Your own data is probably worse
Here is the part that surprises people. Internal customer and prospect data can be even less accurate than external lists. Most companies do not have a rigorous data hygiene process in place. Internal data, once entered, is rarely revisited to update contact and company information, even with widespread usage of CRM and marketing automation platforms.
"There is an old axiom widely accepted in B2B, and it is this: a great campaign sent to a lousy list will not do as well as a lousy campaign sent to a great list."
John Coe
So why does this matter more than everything else?

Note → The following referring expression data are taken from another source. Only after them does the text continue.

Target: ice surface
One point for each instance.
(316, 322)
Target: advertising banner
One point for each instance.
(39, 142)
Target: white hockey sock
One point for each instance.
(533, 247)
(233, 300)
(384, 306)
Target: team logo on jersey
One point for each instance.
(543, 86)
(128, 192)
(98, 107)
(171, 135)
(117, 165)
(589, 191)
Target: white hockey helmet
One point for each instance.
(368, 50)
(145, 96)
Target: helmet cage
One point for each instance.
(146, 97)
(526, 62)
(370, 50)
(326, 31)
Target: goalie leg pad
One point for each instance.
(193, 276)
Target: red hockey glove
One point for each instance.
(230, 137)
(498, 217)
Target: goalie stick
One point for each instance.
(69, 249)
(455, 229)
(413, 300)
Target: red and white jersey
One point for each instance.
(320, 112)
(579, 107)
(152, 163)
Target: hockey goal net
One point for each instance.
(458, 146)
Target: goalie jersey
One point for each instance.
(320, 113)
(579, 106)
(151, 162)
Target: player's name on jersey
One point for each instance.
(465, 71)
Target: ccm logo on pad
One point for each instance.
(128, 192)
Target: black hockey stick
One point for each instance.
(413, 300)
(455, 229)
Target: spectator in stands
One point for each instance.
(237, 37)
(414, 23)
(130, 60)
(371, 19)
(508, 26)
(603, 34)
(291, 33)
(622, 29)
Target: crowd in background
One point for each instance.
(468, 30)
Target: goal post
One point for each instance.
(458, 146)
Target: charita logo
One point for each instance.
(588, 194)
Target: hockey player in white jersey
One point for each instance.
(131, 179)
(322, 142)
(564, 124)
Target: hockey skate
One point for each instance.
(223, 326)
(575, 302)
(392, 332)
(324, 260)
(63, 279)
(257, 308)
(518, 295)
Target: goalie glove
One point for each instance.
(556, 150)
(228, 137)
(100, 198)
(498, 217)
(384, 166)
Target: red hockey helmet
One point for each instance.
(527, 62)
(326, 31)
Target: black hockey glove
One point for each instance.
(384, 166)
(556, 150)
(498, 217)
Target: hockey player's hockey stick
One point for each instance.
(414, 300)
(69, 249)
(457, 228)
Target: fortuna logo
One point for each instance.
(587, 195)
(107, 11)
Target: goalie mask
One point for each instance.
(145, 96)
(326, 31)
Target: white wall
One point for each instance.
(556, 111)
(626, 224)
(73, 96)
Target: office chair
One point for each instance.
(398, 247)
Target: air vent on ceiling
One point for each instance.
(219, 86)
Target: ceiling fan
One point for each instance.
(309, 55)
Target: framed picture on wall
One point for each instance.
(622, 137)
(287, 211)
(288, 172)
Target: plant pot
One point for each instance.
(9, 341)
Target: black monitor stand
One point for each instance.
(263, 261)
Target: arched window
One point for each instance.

There are four elements that affect the success of a B2B database or direct marketing campaign. Each has a weighted impact on results:
Targeting and list data that matches the audience accounts for 50 to 70 percent of campaign performance. The offer drives 20 to 30 percent. Sequence, frequency and cadence of contact media contributes another 20 to 30 percent. And creative, which is typically copy-led, accounts for 10 to 20 percent.
The most important element by a significant margin is the targeting and matching data. Yet most of the money gets spent on the other three. There is an old axiom widely accepted in B2B, and it is this: a great campaign sent to a lousy list will not do as well as a lousy campaign sent to a great list.
Most marketers know this instinctively. Very few act on it.
So what should you actually do about it?
Spend time and money on developing and obtaining the best lists and data possible. The payback will be significant. This is particularly true when you consider the investment most companies are making in their marketing technology stack. None of those technologies work to their full potential without good data feeding them.
Your data governance process needs a fixed set of input rules, double checks and procedures for updating accuracy. Ideally, you have merged your data silos into a customer data platform and instituted sound data input rules. But the hardest part remains: verifying, correcting and updating contact-level information on an ongoing basis.
That is a tough job. But given that targeting accounts for up to 70 percent of your campaign performance, it is the job that matters most.